Although cosmetic tanning and unprotected solar exposure are common, little is known about general attitudes, beliefs, and behavior regarding sunbathing, sunscreen use, and tanning salon use.


We sought to determine the frequency of UV exposure in a select sample and to assess the knowledge and beliefs of the effects of UV irradiation.


A written, anonymous questionnaire was distributed to a sample of 477 persons in a shopping mall, at a social gathering, and on a vacation cruise ship. The instrument explored demographic information, sunscreen use, sunbathing habits, tanning bed use, and cutaneous solar effects.

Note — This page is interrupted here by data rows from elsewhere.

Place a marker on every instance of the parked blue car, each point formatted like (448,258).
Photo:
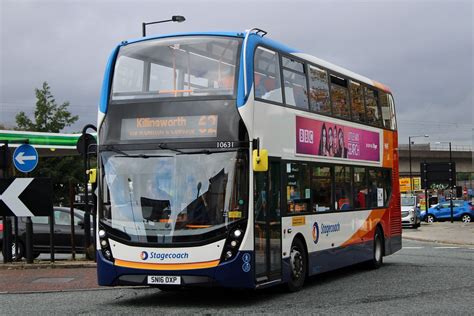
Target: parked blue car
(462,210)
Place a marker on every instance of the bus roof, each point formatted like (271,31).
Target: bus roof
(276,45)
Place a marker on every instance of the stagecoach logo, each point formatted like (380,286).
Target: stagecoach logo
(144,255)
(315,232)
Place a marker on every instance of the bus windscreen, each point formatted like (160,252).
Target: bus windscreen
(176,67)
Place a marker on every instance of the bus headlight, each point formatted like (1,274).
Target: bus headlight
(104,244)
(232,244)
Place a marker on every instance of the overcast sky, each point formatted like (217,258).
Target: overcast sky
(423,50)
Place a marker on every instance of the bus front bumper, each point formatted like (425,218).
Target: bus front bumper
(235,273)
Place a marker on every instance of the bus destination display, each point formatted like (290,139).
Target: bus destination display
(169,127)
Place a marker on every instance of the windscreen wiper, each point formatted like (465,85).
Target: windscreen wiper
(166,147)
(127,155)
(207,151)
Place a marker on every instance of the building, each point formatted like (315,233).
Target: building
(462,155)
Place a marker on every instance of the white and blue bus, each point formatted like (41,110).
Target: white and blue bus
(229,159)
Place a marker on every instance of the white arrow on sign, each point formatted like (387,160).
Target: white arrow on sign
(21,158)
(11,197)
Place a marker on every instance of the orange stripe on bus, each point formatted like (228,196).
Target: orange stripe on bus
(166,266)
(369,224)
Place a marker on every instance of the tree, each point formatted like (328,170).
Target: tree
(49,116)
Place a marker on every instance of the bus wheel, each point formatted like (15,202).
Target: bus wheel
(298,265)
(377,256)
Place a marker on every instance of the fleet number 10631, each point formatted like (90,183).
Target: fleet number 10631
(225,145)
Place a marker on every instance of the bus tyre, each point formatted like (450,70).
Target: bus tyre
(298,265)
(377,254)
(466,218)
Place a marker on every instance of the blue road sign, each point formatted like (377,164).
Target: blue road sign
(25,158)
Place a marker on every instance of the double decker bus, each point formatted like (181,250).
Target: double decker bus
(232,160)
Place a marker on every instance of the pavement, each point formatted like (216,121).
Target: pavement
(456,233)
(72,275)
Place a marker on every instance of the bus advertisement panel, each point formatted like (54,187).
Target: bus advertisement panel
(319,138)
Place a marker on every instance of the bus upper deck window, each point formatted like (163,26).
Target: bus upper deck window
(319,90)
(267,75)
(371,107)
(340,97)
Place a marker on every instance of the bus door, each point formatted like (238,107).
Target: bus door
(267,216)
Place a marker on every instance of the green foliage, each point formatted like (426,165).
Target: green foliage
(51,117)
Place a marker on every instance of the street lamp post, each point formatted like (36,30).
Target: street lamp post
(450,180)
(174,18)
(409,160)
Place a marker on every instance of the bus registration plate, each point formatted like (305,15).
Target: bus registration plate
(156,279)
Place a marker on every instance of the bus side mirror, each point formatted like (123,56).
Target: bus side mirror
(260,160)
(92,175)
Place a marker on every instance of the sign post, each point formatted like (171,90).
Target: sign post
(436,174)
(25,158)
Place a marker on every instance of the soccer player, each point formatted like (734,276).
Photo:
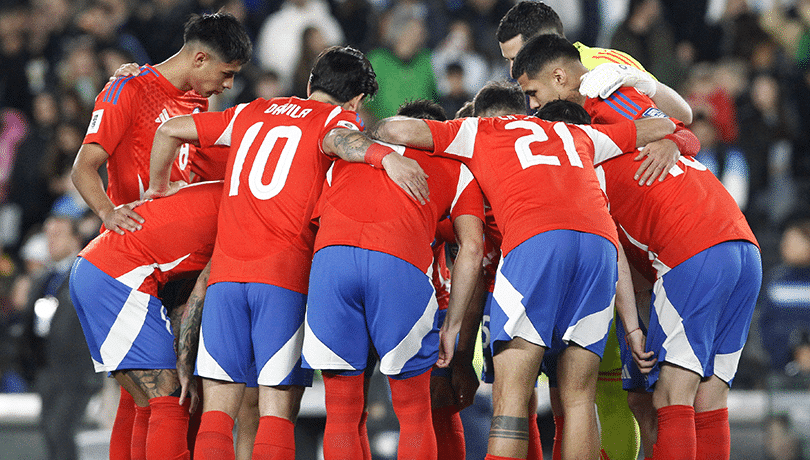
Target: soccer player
(129,110)
(382,294)
(125,117)
(114,286)
(529,18)
(539,180)
(252,323)
(689,231)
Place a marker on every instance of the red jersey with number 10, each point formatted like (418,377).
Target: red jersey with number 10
(537,175)
(275,173)
(126,115)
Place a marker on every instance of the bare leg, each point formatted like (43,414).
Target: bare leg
(577,370)
(248,423)
(517,364)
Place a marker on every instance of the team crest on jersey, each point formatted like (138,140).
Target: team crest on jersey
(95,121)
(654,113)
(348,125)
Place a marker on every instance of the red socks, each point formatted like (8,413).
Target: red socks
(556,452)
(121,436)
(449,433)
(215,437)
(535,447)
(344,417)
(167,424)
(713,435)
(411,401)
(676,433)
(364,437)
(140,430)
(275,439)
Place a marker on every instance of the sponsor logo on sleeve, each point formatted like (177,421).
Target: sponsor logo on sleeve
(95,121)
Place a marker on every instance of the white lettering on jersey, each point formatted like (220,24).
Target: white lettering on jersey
(95,121)
(164,115)
(291,110)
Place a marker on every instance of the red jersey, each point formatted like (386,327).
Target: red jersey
(126,115)
(671,220)
(275,173)
(177,239)
(537,175)
(365,209)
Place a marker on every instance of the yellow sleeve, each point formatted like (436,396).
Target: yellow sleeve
(592,57)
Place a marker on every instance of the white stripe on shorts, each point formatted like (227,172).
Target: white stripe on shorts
(592,328)
(318,355)
(207,366)
(511,302)
(280,364)
(124,330)
(679,350)
(393,361)
(725,366)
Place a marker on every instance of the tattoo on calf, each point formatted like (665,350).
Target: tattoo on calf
(505,427)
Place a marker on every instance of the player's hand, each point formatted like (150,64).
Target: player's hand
(188,384)
(407,173)
(123,218)
(153,193)
(465,382)
(606,78)
(659,157)
(636,341)
(447,345)
(126,70)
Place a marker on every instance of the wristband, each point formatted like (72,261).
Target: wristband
(375,153)
(627,334)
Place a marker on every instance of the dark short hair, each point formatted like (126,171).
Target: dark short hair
(567,111)
(540,51)
(499,96)
(528,18)
(422,108)
(343,72)
(466,110)
(223,33)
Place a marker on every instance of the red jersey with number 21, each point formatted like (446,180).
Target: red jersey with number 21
(275,173)
(537,175)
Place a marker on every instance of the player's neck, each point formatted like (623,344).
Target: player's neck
(173,70)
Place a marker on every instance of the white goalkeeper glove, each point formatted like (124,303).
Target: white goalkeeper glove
(606,78)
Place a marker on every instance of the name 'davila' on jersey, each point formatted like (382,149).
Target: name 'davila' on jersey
(291,110)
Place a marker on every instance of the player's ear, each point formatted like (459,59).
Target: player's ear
(354,103)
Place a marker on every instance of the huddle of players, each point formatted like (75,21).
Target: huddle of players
(369,282)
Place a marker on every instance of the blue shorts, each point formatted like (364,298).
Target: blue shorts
(702,310)
(556,288)
(252,333)
(124,328)
(359,298)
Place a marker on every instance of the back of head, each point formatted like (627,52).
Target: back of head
(567,111)
(529,18)
(540,51)
(343,73)
(499,98)
(424,109)
(221,32)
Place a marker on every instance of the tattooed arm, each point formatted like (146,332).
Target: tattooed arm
(189,339)
(353,146)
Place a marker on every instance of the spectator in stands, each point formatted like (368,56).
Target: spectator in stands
(786,295)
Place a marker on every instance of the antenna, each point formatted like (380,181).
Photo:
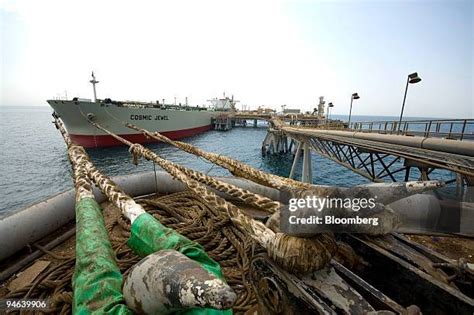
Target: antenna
(94,82)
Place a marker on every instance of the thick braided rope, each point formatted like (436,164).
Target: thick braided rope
(292,253)
(120,199)
(244,195)
(85,170)
(235,167)
(78,158)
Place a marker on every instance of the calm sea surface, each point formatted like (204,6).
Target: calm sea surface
(34,164)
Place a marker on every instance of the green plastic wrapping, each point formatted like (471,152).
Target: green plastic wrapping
(97,281)
(148,235)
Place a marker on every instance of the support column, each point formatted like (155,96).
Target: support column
(295,160)
(307,176)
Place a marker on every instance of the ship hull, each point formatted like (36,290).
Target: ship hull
(173,123)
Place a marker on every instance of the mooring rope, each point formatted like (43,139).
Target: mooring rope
(237,168)
(292,253)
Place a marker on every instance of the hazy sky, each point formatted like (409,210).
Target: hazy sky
(264,52)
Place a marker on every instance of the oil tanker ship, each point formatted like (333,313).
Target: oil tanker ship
(174,121)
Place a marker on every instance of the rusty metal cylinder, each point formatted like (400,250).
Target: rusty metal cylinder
(168,281)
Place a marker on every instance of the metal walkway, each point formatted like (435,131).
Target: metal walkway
(376,156)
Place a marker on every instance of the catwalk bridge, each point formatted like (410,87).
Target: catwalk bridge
(378,150)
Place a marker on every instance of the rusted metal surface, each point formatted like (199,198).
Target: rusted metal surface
(406,283)
(168,281)
(322,292)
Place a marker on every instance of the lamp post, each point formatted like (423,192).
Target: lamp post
(354,96)
(330,104)
(411,79)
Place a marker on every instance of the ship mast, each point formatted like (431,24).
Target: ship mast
(94,82)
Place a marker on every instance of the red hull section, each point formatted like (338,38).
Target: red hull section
(109,141)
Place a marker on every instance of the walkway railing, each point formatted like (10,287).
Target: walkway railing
(459,129)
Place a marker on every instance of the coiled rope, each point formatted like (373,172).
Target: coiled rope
(292,253)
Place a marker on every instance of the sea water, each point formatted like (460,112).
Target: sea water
(34,163)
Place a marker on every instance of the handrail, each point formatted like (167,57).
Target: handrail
(458,129)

Forty-two percent of respondents seldom or never used sunscreen, and 33% sunbathed at least once a week. Although the three sample populations differed in education, sunbathing habits, sunscreen use, and tanning bed use, they were equally informed about UV light hazards. Compared with those who had not used tanning beds, tanning bed users were more likely to be female and more knowledgeable about the long-term effects of UV. Tanning beds were most commonly used in tanning or hair salons, (mean 23 +/- 7 minutes at 2.3 +/- 1.1 times per week). Reported positive psychologic sequelae from tanning bed use were more common than negative physical sequelae. At least 10% would continue to use tanning beds if these were proved to cause skin cancer.


In this select sample, sunbathing and tanning bed use were common. No group surveyed universally practiced sun protection and avoidance. Clientele of tanning beds may be aware of the damaging effects of the sun, but may not be aware that tanning bed use is associated with skin damage.